ただ、同時に一定期間のみキャンセルも受け付けてくれるようになった。
自分が行くつもりのないチケットを何枚も購入し、転売サイトで高値で売る行為の問題点は以前から指摘されてきた。同様に、カネだけ振り込ませてチケットを送らない詐欺事件も横行した。
トラブルを防ぐためには仕方のない事かもしれないが、私は何とも言えない寂しさを覚える。
これはどう見ても、ポピュラーミュージックの取る手段ではない。
何がポピュラーで、何がそうでないのかという議論はさておき、ポピュラーミュージックというのは誰もが親しめる音楽だったはずだ。
誰でもレコード・CDを買えて、誰でもコンサートに行こうと思えば行けるものであった。

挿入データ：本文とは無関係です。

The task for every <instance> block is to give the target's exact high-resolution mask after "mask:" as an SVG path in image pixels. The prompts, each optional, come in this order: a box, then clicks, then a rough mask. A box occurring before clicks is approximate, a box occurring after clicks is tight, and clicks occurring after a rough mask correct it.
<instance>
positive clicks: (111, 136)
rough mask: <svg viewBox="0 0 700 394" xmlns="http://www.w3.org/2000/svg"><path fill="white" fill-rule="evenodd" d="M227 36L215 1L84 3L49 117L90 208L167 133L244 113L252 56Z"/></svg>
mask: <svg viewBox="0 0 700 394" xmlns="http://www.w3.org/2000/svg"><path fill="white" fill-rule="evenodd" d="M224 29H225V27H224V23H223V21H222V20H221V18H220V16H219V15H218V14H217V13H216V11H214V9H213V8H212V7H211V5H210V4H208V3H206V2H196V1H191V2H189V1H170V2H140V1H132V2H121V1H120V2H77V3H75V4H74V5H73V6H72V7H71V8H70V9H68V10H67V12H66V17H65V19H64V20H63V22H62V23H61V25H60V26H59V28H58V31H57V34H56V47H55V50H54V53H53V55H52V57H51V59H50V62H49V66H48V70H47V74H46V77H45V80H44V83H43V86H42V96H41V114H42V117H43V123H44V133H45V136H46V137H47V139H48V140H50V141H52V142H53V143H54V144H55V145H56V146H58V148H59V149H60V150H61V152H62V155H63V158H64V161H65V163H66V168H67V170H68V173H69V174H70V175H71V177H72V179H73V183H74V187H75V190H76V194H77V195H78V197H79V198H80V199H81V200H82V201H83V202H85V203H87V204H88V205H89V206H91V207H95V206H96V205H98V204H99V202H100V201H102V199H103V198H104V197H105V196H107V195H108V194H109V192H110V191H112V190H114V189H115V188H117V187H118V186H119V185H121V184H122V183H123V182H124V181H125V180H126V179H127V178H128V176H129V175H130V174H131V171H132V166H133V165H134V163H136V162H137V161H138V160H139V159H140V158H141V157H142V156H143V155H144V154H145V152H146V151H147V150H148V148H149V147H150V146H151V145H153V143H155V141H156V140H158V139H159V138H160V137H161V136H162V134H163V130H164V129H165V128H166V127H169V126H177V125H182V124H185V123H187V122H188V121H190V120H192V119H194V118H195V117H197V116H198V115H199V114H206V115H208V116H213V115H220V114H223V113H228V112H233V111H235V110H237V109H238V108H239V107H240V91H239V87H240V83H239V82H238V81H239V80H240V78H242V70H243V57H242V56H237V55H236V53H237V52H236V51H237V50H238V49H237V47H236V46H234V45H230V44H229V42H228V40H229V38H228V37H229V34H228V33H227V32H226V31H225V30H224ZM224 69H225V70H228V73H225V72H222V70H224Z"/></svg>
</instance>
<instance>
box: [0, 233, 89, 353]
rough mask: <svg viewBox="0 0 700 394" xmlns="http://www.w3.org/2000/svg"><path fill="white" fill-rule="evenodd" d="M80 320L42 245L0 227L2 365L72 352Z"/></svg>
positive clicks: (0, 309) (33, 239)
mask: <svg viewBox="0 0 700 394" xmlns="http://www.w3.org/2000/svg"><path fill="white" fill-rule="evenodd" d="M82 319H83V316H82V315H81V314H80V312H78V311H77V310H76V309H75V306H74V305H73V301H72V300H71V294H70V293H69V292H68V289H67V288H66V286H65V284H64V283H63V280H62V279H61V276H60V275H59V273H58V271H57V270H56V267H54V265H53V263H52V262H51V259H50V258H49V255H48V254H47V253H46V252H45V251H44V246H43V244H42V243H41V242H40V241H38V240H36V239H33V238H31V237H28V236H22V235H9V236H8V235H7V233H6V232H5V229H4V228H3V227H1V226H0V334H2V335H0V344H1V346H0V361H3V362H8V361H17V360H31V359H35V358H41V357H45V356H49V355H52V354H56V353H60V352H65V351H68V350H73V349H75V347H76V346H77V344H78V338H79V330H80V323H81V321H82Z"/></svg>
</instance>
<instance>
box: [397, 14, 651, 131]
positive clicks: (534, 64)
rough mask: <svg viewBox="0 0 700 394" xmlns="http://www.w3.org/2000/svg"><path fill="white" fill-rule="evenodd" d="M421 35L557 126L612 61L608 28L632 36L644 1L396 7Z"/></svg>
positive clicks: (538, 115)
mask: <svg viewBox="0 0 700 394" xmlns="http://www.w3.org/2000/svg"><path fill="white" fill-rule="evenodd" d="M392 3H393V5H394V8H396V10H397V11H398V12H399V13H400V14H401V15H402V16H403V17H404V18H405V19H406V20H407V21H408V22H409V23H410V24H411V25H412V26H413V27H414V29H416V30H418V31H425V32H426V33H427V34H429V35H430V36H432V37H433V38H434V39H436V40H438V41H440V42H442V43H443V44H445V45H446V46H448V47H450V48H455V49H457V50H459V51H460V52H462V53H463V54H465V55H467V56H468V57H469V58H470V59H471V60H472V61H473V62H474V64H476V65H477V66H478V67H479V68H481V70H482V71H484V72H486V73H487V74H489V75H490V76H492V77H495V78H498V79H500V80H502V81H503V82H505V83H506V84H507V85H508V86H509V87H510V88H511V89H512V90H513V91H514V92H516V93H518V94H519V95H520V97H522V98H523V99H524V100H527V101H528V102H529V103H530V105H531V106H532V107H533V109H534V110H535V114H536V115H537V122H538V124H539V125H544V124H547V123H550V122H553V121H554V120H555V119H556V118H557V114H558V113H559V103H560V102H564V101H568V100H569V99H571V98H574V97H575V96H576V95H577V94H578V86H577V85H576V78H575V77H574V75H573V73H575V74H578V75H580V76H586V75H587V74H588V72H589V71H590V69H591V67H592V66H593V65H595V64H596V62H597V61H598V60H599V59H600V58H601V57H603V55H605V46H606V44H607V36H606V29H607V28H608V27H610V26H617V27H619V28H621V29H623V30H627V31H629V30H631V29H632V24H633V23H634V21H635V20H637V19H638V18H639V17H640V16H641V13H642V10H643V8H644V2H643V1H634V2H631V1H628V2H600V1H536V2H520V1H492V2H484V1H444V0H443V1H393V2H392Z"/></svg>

それが大衆音楽、ポピュラーミュージックではなかったのか。
発売の段階からこれだけ厳格なシステムを導入し、あたかも全ての客を性悪説で見るようなビジネスに、未来があるとは考えにくい。
誰が好きこのんで、入りたくもないイープラスの会員にさせられ、同行者の半年以上先のスケジュールを押さえさせられ、入金のためにファミマに行かされ、当日は同行者ともども免許証まで持って行かねばならないのか。
ファンになり、CDを買ってくれてコンサートにまで行こうと思った善良な市民にそこまでさせる事に、売る側の心は痛まないのか?
しかもメインのファン層は、50代だというのに。
「達郎のチケットあるねんけど、一緒に行かへん?」
という軽いノリで同行者を募れて、その同行者も喜んでくれるのがコンサートではないのか。